Expected bustle in the European onion market
Whereas in previous years, the transition from overseas exports to European exports only took place after the turn of the year, Michel expects the crowds to increase sooner due to higher demand, mainly from southern and eastern Europe. “You notice that most yield problems have occurred in these regions.” The question that arises from this will mostly be about size and colour. “Additionally, large volumes are now missing in Ukraine because war is actively being waged in the production areas. These volumes will have to be accommodated within Europe. Poland can now meet the demand, but this could offer opportunities for the Dutch onion in the longer term.”

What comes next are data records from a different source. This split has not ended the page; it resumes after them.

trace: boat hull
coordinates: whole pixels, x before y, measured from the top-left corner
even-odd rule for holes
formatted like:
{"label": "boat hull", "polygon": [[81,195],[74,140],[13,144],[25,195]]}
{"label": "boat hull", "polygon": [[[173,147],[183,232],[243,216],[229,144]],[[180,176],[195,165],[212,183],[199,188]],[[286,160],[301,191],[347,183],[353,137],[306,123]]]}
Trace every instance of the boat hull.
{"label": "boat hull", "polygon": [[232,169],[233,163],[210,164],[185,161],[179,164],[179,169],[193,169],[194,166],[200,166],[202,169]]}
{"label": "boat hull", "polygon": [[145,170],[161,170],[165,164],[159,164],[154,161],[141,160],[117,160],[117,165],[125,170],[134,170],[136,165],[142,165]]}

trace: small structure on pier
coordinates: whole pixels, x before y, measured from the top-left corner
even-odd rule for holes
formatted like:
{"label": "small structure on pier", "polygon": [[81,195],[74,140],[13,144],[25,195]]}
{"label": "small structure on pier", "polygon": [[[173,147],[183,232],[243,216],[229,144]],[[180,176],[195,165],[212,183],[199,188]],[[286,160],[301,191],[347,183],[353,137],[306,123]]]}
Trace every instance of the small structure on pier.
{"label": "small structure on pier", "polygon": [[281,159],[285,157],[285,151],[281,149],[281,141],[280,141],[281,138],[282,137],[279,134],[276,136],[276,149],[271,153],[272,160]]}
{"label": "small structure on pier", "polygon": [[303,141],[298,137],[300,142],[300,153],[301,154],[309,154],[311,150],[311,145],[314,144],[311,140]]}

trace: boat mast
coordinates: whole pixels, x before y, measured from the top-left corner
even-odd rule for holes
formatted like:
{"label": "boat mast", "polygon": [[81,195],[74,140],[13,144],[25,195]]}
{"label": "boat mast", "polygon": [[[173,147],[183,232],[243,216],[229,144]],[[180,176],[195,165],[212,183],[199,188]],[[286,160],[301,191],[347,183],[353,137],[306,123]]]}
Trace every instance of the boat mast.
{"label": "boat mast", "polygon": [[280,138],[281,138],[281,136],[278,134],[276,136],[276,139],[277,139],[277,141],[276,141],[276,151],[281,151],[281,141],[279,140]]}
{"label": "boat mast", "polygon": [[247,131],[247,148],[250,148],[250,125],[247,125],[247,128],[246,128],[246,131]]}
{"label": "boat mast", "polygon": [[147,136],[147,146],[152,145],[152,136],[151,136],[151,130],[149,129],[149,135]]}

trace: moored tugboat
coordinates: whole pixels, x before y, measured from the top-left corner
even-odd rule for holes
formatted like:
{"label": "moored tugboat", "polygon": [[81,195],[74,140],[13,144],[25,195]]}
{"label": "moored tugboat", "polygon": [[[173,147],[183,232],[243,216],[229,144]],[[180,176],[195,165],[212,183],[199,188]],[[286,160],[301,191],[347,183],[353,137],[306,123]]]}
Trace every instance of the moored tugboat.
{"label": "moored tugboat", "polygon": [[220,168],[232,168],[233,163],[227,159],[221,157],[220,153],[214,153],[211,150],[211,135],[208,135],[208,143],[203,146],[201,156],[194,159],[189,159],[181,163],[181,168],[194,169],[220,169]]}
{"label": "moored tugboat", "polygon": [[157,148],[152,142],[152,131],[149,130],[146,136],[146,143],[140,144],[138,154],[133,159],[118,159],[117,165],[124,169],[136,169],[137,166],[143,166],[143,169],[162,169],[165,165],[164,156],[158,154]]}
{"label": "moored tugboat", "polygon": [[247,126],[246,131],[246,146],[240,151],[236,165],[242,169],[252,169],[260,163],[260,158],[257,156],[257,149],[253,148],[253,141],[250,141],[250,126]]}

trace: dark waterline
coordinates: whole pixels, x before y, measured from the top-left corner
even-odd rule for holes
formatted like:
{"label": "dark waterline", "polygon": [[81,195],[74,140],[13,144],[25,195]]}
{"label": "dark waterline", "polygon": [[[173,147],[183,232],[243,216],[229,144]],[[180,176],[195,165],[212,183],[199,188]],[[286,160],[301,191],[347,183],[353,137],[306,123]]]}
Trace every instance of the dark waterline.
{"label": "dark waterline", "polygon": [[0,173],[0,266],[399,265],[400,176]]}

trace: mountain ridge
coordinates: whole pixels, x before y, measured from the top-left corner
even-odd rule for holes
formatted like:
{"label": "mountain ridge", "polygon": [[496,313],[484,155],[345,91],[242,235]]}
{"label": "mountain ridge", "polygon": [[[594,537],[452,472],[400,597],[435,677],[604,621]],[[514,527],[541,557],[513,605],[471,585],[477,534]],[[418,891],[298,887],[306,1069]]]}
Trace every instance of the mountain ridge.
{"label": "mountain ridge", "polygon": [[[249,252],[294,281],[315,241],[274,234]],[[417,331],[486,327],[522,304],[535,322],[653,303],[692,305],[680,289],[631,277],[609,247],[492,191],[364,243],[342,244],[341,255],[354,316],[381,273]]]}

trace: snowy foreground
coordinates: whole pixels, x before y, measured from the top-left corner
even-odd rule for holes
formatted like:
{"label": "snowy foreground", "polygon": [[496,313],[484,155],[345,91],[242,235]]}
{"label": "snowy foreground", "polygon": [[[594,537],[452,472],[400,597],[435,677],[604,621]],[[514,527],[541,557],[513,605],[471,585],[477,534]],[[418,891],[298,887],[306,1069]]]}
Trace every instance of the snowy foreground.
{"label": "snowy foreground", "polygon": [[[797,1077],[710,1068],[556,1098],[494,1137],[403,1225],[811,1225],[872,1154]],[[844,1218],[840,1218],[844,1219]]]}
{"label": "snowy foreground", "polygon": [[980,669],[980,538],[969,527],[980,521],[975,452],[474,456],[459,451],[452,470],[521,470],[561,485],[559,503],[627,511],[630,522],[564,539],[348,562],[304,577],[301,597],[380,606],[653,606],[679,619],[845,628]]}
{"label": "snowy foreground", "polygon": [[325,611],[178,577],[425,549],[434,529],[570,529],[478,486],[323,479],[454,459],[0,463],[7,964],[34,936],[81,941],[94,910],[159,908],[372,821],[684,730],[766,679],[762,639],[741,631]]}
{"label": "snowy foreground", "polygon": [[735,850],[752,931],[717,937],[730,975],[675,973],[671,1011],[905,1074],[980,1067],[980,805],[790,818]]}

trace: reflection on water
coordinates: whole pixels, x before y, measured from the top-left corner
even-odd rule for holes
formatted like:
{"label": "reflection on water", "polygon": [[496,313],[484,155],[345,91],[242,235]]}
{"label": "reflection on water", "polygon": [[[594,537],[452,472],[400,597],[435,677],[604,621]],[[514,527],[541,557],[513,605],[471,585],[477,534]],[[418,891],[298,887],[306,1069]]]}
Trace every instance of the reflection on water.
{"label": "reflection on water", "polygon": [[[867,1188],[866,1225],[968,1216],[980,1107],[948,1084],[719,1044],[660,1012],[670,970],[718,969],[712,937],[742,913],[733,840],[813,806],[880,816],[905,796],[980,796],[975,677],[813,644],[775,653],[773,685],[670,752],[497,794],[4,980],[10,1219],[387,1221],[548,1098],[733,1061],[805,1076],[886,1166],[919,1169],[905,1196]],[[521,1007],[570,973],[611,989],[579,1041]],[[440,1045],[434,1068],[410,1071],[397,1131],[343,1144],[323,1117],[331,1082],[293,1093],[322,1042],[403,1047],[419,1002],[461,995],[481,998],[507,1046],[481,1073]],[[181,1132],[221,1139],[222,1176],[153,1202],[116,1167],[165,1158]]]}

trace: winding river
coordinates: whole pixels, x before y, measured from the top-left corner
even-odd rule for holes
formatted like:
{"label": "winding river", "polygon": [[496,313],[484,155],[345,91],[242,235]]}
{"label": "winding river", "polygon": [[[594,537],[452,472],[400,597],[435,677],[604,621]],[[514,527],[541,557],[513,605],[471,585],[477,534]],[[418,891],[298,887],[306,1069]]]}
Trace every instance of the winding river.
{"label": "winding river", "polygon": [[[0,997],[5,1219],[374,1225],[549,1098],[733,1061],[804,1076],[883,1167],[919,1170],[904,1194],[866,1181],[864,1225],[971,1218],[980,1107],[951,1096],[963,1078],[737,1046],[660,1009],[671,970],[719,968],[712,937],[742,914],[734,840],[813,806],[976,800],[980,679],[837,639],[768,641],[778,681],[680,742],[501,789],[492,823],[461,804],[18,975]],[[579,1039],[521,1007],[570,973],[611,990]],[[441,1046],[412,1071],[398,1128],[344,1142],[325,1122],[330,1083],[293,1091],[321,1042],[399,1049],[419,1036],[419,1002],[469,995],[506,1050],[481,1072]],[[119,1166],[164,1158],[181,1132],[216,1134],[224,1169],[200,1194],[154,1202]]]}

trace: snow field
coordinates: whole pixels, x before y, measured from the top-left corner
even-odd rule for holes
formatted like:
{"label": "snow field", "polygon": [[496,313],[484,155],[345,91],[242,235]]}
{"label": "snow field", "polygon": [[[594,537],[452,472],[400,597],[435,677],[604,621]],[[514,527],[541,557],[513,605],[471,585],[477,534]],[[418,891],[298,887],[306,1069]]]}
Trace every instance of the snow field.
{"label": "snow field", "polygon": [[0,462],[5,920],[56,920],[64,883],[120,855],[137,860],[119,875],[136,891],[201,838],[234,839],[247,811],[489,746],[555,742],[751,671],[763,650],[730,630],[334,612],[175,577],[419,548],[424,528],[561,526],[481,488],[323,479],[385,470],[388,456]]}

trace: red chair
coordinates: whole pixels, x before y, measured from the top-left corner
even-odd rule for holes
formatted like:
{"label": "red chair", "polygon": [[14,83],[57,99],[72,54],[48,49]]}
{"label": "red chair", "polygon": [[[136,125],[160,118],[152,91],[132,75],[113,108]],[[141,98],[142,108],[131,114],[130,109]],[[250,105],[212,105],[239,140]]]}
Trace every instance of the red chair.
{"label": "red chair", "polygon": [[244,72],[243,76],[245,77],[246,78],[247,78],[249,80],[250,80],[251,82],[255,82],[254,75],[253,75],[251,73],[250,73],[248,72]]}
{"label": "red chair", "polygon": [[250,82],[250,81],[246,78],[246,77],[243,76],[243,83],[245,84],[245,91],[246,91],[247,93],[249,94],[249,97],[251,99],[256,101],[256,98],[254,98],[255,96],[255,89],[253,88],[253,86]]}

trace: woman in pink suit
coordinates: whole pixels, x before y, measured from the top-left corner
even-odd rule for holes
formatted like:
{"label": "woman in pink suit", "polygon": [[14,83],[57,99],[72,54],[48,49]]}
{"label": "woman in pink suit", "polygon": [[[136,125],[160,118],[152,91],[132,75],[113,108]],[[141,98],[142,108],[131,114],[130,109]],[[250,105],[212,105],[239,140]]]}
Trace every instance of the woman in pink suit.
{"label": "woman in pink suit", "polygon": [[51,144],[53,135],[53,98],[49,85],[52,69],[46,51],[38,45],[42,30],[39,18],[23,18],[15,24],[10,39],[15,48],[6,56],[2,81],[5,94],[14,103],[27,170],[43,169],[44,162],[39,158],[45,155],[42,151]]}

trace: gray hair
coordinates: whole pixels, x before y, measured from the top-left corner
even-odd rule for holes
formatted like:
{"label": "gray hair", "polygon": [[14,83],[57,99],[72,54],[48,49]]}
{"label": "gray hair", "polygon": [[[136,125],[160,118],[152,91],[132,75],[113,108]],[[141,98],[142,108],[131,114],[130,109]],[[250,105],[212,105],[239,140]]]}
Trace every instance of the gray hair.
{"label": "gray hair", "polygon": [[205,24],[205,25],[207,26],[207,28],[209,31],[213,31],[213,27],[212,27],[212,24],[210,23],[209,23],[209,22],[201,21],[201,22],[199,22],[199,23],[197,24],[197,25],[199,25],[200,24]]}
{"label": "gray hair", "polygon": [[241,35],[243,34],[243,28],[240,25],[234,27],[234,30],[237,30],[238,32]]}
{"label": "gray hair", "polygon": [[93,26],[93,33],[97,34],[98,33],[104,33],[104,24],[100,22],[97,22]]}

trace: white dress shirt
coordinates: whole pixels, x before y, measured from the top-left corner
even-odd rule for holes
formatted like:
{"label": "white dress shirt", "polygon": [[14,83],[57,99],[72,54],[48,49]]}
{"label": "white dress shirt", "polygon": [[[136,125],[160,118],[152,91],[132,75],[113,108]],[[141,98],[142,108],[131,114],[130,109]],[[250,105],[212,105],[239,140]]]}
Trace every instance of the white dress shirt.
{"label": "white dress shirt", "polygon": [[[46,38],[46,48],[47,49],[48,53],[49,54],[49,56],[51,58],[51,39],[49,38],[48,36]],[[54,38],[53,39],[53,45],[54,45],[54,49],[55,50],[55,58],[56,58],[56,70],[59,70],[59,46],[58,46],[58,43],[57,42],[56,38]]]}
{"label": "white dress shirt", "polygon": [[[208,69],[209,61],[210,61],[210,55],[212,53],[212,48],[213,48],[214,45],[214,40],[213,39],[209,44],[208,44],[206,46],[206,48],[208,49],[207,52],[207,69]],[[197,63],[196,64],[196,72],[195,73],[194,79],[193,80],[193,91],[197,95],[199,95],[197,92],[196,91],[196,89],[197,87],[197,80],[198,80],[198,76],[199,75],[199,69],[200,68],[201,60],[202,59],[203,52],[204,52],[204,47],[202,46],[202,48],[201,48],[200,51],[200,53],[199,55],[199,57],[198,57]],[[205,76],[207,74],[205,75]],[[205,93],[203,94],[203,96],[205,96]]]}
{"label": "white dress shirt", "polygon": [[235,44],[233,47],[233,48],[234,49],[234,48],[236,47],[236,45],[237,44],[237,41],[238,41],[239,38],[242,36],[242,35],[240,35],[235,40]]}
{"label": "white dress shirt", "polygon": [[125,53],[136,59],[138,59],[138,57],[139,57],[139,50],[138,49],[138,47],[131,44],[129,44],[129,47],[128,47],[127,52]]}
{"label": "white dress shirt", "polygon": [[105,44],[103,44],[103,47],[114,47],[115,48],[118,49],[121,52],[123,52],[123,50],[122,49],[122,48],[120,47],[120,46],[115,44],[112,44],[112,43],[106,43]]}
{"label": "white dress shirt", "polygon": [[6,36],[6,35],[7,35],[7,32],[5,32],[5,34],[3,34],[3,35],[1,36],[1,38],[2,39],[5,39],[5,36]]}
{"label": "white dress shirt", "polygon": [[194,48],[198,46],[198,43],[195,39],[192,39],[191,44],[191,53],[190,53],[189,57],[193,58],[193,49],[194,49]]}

Optimistic market developments
Wim is also optimistic about future market developments. “What we do less in volumes now, we can sell more in Europe in the future.” Still, Wim remains cautious about making predictions about the coming months. “Obviously, we’ve had an impactful growing season, and this can have major consequences for the product in storage. The quality is questionable, and it also decreases in storage.” And, of course, the harvest estimates within Europe have yet to be announced, and many questions still need to be answered. “The new year will show how the harvests in the southern hemisphere will go. The first harvests are already expected in December.”